The first secure quantum computer has been made by combining entanglement, a bizarre property of tiny particles, with the power of apparent randomness.
The technique is similar to quantum cryptography, which guarantees the secrecy of a message sent from one place to another, but in this instance guarantees the privacy of data-processing. It could enable code-breakers, governments or private individuals to harness the power of a quantum server remotely without having to worry that the owner can snoop on their data or calculations.
Quantum computers exploit the ability of quantum particles to be in more than one state at the same time. This allows the computer to check many possible solutions to a problem simultaneously.
If this capability can be scaled up, it could allow quantum computers to solve problems that are beyond the power of classical computers. Nobody has yet succeeded in building a useful quantum computer, but if they do, such computers will be expensive and rare. So it is unlikely that people, or even government departments, will have their own.
Fragile qubits
Renting time on them remotely, though, presents a new problem: how to ensure that whatever the remote user is doing is hidden from the person or company who owns the computer. Enter blind quantum computation, first outlined theoretically in 2009. It combines two tricks to ensure that a computer owner can detect nothing about the data it receives, the algorithm it executes or the result it finds.

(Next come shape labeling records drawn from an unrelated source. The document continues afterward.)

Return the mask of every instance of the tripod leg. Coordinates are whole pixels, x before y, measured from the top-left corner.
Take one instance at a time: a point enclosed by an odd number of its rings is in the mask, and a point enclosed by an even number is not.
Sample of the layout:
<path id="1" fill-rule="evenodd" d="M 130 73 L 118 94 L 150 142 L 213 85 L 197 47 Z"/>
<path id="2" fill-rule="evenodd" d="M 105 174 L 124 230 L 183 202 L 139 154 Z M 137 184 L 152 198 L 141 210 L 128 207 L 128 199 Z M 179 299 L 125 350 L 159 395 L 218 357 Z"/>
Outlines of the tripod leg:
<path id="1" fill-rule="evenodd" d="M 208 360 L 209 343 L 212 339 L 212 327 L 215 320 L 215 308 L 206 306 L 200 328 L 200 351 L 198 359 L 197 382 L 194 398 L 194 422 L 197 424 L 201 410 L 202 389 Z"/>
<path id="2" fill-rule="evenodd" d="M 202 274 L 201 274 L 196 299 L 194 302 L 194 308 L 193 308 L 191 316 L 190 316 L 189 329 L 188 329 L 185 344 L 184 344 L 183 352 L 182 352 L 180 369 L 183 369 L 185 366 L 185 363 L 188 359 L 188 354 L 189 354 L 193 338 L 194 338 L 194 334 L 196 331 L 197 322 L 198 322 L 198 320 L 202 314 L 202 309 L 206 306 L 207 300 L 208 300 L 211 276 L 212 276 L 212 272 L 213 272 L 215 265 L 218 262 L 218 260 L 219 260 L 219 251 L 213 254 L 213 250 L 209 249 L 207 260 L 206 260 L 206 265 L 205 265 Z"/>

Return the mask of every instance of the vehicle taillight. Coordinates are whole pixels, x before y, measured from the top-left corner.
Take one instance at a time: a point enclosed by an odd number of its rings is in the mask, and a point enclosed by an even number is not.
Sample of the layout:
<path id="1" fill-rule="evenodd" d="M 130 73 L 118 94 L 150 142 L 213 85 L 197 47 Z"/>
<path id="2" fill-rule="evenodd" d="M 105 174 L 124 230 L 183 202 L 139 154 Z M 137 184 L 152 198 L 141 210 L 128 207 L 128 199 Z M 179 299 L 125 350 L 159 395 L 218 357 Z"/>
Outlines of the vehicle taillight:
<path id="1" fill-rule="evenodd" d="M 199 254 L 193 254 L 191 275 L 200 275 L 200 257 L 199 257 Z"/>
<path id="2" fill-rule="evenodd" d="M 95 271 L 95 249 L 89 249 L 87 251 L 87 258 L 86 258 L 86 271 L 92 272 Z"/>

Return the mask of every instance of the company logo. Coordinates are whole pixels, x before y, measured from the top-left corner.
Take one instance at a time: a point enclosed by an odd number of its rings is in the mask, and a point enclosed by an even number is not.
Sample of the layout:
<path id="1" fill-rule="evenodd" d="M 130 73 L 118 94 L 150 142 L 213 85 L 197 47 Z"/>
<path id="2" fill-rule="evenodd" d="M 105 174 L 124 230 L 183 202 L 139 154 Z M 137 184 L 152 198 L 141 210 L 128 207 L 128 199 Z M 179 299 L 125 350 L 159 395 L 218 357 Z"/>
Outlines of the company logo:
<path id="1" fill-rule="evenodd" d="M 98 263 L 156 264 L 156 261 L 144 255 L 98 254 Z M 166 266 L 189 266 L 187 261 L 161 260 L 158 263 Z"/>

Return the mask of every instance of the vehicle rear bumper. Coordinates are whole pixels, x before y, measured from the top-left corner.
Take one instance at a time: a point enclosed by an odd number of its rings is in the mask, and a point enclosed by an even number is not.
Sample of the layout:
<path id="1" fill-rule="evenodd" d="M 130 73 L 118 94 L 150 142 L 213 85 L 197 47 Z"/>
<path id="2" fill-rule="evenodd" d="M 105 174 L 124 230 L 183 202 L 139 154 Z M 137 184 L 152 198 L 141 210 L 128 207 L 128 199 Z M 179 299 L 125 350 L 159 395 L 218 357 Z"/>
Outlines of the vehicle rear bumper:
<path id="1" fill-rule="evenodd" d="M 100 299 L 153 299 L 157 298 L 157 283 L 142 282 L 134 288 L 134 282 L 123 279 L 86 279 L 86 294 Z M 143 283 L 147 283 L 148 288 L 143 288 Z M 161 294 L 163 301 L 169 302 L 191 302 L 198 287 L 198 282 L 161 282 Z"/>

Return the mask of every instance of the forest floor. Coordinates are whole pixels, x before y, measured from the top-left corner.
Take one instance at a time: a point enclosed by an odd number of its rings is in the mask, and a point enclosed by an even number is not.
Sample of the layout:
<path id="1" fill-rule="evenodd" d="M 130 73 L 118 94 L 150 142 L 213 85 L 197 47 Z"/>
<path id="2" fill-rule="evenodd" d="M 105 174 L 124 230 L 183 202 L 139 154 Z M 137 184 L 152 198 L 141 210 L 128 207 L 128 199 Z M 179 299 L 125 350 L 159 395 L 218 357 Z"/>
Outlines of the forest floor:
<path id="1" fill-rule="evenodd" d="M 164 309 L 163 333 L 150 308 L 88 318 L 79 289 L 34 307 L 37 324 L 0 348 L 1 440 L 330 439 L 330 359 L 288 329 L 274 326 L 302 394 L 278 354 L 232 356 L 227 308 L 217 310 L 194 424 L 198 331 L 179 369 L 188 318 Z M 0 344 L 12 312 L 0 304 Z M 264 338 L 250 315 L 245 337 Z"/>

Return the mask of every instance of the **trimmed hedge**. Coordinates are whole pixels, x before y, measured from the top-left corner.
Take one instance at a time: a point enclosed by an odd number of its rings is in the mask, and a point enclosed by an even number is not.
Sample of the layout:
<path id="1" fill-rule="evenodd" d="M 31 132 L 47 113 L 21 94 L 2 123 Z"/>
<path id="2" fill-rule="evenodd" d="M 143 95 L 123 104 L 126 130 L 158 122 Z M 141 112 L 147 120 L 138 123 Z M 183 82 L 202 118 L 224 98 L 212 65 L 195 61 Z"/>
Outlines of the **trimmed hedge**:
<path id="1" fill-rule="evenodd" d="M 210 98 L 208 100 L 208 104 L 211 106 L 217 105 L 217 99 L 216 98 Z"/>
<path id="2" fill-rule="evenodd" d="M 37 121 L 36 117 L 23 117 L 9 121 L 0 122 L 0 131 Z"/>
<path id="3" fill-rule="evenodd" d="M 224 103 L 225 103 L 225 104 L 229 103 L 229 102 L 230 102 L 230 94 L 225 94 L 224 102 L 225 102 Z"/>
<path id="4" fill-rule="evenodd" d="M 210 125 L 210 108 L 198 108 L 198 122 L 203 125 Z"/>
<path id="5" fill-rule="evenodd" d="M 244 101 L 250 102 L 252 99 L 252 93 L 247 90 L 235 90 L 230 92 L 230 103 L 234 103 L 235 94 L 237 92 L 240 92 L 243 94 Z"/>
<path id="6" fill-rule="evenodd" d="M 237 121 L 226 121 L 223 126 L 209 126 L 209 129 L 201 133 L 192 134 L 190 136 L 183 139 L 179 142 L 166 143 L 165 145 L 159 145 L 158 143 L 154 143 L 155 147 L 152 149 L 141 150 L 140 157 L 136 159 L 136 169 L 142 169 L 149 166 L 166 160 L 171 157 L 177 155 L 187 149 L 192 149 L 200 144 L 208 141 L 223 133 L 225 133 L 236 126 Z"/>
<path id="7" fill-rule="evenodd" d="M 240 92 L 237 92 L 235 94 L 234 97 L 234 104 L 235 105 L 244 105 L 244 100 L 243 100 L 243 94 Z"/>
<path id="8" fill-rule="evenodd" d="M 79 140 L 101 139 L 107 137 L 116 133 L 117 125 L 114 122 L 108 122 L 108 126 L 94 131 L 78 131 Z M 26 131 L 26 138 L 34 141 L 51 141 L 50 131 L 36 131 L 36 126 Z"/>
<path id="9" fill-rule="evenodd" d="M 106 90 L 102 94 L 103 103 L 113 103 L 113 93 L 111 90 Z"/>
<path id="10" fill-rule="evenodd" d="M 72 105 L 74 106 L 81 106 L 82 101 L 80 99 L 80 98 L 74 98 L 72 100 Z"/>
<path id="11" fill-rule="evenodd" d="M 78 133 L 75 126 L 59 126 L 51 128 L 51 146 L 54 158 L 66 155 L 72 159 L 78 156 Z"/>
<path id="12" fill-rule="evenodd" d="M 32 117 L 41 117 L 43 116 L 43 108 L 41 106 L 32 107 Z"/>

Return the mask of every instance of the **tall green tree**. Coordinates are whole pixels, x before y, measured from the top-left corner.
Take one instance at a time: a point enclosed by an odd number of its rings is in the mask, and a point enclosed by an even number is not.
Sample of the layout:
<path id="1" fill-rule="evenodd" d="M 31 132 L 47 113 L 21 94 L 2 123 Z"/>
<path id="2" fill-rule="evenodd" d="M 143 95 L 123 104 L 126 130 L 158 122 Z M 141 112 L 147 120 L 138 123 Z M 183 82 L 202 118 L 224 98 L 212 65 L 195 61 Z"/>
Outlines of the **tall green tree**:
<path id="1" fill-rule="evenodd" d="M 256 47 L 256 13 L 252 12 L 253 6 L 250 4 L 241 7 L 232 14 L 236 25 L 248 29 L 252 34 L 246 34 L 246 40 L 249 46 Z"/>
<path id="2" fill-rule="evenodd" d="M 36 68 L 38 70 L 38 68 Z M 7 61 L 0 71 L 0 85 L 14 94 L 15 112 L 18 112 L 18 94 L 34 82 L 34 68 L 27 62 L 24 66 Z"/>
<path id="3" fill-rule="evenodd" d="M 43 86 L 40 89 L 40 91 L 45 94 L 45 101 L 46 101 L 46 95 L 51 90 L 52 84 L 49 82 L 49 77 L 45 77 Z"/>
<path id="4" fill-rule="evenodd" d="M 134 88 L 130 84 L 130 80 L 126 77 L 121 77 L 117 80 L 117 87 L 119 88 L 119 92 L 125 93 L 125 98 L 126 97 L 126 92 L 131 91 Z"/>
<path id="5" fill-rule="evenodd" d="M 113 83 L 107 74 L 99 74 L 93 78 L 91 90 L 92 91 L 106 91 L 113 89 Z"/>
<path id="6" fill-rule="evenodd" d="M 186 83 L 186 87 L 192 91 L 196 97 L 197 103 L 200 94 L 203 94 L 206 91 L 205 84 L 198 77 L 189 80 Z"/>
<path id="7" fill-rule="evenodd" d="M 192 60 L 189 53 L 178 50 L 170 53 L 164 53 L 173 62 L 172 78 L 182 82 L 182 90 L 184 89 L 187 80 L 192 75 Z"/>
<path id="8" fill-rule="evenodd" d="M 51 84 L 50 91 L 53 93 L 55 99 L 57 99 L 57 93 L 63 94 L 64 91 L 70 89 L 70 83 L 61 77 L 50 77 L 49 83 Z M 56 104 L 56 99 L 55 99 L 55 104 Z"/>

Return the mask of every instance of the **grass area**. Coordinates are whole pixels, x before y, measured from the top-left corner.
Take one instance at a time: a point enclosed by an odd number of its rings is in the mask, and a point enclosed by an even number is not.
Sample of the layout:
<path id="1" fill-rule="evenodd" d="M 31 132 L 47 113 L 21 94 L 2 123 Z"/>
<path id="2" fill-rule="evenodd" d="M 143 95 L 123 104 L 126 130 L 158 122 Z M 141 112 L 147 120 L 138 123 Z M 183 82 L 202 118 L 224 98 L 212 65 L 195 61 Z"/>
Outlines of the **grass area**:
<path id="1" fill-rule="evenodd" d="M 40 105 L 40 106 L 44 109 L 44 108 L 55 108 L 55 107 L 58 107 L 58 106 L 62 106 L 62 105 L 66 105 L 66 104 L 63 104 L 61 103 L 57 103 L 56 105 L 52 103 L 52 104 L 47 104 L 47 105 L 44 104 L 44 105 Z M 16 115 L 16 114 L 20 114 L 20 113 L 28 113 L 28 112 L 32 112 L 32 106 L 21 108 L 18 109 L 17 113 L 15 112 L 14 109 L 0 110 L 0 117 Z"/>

The first is entanglement, the ability to link two quantum particles no matter how far apart they are. Entanglement is hugely fragile: sneeze and it vanishes. As a result, if an eavesdropper measures any properties of an entangled qubit, his or her presence will be obvious.
However, all quantum computers already have entangled qubits, and this alone can't provide complete security. An eavesdropper could still glean some information in the process of being detected.
So blind quantum computing has an added twist. The remote user must encode the programs to be run on the computer in such a way that it looks random but in fact is not. The quantum computer still runs the program but if the computer owner intercepts the result, he or she would not be able to make sense of it. The user, of course, can decode the result that is returned by reversing the encryption process.
Doubly blind
For the first time Stefanie Barz at the University of Vienna in Austria and colleagues have demonstrated such blind quantum computing using a photon-based quantum computer.
They created strings of photons that looked random but were actually encoded versions of two programs: Deutsch's algorithm, which looks for regularities in certain mathematical functions, and Grover's algorithm, which searches an unsorted database.
They beamed these strings at the quantum computer. It ran the algorithms but because of encryption there was no way to detect it was doing this just by examining the quantum computer. Only when the results were returned could they be decoded and checked. "It's a new level of security," says Barz.
The secrecy is two-way. The technique also ensures that the user cannot know anything about the quantum computer. "You don't learn anything about their technology or how it works. It's a kind of double-blindess," says Vlatko Vedral, a quantum physicist at the University of Oxford, who was not involved in the work.
This may seem like an extreme form of secrecy, but Vedral says that various government and military organisations need to guarantee the secrecy of their data and calculations on timescales of 30 to 50 years. "The only way of doing that is to use blind computing," he says.
Journal reference: Science, DOI: 10.1126/science.1214707
If you would like to reuse any content from New Scientist, either in print or online, please contact the syndication department first for permission. New Scientist does not own rights to photos, but there are a variety of licensing options available for use of articles and graphics we own the copyright to.
Have your say
Only subscribers may leave comments on this article. Please log in.
Only personal subscribers may leave comments on this article
Subscribe now to comment.
All comments should respect the New Scientist House Rules. If you think a particular comment breaks these rules then please use the "Report" link in that comment to report it to us.
If you are having a technical problem posting a comment, please contact technical support.
james arthur ray james arthur ray elisabeth shue avastin avastin robert wagner robert wagner
No comments:
Post a Comment
Note: Only a member of this blog may post a comment.